Comenzó a entusiasmarse. Aquello empezaba a cobrar sentido. Se dispuso a llamar a los demás por el móvil, pero se detuvo al mirar por la ventana. Desde allí veía perfectamente la calle que bordeaba el cementerio. Una furgoneta blanca de Obras Públicas estaba allí aparcada. La veía con claridad bajo la farola.

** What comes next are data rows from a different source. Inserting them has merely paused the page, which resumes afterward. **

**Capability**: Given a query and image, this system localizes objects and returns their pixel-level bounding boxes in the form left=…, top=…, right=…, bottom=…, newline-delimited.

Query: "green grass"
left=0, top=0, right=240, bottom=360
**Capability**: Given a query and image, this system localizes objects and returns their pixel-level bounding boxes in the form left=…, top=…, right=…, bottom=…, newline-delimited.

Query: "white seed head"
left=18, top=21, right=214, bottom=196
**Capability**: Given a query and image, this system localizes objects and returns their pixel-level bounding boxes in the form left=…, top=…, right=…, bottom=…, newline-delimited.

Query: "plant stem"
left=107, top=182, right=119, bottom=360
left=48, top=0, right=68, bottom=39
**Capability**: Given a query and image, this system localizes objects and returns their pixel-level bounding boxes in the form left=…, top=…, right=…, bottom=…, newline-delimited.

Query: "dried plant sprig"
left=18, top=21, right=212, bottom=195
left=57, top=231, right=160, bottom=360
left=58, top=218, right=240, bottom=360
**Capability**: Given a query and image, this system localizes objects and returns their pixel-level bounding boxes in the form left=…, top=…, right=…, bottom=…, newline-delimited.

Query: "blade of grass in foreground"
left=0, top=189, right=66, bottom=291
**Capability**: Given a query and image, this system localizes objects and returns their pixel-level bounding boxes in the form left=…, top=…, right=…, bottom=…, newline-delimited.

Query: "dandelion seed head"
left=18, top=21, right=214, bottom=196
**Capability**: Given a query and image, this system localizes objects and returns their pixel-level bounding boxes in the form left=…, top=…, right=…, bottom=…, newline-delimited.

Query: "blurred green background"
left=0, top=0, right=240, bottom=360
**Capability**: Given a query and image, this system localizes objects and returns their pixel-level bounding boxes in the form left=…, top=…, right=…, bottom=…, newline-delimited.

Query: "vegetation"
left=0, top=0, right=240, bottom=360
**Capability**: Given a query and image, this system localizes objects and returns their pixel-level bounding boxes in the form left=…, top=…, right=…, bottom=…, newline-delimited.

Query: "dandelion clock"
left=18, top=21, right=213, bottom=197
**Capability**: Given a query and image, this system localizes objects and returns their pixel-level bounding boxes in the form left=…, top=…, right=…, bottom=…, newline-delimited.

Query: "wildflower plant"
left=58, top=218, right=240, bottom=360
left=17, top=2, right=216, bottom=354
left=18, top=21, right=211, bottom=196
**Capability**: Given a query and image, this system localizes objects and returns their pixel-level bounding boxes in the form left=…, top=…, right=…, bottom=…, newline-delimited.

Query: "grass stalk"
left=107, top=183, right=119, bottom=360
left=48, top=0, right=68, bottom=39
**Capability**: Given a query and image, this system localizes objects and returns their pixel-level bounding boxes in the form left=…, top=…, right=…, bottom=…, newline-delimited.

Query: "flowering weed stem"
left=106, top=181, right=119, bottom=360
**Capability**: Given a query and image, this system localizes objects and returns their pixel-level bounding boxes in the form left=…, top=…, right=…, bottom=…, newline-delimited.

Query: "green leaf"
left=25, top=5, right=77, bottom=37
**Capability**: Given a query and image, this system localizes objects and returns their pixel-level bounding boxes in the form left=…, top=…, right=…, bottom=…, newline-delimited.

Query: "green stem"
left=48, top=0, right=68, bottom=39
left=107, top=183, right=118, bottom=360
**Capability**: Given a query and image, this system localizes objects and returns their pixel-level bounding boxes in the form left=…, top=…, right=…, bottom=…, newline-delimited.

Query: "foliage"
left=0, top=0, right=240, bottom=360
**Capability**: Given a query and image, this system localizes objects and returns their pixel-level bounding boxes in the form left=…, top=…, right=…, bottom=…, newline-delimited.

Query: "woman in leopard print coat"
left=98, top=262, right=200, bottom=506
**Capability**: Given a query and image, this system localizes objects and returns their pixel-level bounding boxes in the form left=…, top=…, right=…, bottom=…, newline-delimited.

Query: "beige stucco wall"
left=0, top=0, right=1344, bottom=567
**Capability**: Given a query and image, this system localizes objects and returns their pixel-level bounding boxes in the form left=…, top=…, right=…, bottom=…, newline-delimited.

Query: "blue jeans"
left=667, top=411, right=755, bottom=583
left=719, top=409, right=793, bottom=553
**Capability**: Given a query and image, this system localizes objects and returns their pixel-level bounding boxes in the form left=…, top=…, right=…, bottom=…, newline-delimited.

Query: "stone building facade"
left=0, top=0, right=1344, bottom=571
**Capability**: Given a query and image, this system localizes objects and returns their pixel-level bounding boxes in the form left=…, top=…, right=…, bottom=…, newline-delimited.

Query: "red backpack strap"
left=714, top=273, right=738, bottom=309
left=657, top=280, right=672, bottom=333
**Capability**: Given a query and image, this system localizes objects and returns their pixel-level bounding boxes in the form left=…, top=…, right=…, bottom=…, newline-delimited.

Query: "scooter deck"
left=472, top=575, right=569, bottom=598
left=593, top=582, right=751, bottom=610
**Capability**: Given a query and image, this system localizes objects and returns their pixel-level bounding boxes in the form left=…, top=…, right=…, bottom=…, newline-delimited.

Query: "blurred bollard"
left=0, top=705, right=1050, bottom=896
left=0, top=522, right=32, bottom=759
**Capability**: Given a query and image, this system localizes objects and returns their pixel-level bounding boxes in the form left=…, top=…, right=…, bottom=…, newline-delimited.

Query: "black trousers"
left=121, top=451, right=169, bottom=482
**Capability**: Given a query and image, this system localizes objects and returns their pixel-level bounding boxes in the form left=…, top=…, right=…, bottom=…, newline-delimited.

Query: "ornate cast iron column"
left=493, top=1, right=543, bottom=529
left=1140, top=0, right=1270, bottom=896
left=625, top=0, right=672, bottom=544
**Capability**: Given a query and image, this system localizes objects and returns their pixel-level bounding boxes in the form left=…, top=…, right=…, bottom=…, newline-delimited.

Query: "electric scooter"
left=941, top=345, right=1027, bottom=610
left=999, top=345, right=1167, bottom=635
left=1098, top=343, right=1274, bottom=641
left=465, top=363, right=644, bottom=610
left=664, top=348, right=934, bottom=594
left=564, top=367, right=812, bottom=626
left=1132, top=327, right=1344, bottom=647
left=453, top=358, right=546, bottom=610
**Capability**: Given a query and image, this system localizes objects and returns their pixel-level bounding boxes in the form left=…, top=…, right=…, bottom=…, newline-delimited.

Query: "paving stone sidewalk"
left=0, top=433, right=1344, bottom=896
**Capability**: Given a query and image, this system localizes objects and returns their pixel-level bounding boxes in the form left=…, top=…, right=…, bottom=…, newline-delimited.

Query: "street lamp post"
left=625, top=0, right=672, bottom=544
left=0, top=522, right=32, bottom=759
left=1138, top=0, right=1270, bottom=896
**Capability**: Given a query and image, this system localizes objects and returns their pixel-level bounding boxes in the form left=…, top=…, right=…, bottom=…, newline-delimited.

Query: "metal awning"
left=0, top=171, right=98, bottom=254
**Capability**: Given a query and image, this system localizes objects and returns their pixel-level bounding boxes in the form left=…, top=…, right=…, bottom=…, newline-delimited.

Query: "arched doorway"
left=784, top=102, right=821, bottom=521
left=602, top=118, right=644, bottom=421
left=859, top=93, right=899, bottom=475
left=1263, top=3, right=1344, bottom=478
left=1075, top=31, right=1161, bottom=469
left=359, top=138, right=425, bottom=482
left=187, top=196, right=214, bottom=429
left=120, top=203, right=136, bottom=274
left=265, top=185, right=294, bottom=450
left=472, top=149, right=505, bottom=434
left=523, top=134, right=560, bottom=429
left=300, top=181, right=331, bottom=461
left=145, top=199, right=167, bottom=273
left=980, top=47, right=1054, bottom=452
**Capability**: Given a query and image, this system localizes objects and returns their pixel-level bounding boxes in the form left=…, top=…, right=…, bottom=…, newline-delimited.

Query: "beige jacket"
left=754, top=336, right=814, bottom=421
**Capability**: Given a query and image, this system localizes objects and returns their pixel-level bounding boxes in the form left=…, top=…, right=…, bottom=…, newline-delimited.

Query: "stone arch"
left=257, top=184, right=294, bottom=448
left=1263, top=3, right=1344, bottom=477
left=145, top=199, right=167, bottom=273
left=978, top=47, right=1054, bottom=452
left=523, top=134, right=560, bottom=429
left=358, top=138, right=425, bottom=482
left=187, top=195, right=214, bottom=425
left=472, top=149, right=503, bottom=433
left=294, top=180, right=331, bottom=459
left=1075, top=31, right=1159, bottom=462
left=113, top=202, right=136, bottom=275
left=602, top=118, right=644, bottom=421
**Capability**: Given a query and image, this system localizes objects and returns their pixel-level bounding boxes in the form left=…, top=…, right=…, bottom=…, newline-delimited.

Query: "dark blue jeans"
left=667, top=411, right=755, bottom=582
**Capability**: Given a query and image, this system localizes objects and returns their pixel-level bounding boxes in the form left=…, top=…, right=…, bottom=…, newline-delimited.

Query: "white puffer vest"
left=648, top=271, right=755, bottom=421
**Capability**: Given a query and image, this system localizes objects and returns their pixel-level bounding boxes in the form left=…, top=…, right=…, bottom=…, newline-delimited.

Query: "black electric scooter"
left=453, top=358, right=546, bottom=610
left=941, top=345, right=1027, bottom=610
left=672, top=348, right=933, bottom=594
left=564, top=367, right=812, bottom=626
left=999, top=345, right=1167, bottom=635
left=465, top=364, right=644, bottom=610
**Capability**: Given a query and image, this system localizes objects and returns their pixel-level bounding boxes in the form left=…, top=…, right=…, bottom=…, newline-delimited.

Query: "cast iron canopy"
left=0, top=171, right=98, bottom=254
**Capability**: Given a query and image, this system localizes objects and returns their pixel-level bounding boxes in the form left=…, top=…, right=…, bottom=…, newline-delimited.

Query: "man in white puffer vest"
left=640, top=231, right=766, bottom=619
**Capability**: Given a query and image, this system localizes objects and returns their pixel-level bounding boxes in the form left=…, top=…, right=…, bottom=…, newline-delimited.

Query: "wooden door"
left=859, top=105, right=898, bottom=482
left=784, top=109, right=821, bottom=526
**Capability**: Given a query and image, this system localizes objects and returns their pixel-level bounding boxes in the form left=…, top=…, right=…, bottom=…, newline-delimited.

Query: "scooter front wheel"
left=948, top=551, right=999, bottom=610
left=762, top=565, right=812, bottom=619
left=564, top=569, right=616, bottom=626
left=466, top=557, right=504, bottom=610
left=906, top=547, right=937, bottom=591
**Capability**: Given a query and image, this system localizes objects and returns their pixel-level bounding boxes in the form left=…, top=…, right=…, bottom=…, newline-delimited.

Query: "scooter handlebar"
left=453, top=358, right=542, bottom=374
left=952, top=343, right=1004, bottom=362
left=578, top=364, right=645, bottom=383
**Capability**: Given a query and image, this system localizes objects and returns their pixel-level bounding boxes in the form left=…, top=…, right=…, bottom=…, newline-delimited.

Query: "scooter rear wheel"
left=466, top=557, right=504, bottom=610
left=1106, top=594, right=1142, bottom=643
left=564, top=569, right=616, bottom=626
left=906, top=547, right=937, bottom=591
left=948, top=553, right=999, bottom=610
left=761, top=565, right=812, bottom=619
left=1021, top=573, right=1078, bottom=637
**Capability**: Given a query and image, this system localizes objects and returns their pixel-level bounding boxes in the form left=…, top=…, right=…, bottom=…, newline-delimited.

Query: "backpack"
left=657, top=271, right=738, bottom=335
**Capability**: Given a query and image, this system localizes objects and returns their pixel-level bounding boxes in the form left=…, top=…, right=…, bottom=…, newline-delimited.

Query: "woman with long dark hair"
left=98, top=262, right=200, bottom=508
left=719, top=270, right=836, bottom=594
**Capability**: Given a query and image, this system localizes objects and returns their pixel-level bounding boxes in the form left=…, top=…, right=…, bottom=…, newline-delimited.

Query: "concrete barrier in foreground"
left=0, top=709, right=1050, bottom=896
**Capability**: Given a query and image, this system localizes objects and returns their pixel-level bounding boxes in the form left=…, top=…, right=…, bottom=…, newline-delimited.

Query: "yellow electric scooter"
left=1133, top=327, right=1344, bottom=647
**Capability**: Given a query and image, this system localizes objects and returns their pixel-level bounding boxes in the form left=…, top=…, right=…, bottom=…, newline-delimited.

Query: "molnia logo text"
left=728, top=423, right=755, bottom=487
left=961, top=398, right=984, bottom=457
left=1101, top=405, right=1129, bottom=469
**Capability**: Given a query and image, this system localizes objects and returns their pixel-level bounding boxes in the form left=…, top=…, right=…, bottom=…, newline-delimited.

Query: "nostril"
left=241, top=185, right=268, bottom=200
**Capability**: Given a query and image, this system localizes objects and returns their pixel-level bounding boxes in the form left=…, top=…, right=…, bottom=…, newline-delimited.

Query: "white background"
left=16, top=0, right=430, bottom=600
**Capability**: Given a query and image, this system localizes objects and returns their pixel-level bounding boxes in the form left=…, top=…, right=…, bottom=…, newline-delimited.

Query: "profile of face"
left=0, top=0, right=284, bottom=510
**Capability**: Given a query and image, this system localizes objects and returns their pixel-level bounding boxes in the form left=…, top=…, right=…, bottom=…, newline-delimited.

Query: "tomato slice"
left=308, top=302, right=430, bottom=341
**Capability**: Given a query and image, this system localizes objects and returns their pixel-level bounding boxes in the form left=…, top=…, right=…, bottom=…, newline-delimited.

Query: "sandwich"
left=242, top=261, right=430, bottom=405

Se apartó de la ventana de inmediato. Llamó a Reuben, pero no había señal. Miró el móvil. Parecía no tener cobertura, aunque siempre la había tenido en esa zona. Miró por la ventana. Le habían interceptado la señal. Probó con el fijo. Tampoco tenía línea.
Cogió el abrigo y corrió hacia la puerta trasera. Treparía por la valla de atrás y se abriría camino por un laberinto de callejuelas conducente a una vivienda abandonada que, en ocasiones, utilizaba de piso franco. Abrió la puerta con cautela y salió. Vio la valla.
El disparo en el pecho lo detuvo en seco y cayó de rodillas. Medio inconsciente, miró al hombre que estaba allí, con una capucha negra y empuñando la pistola a dos manos. Tuvo la impresión de que su verdugo sonreía mientras se desplomaba y se quedaba inmóvil.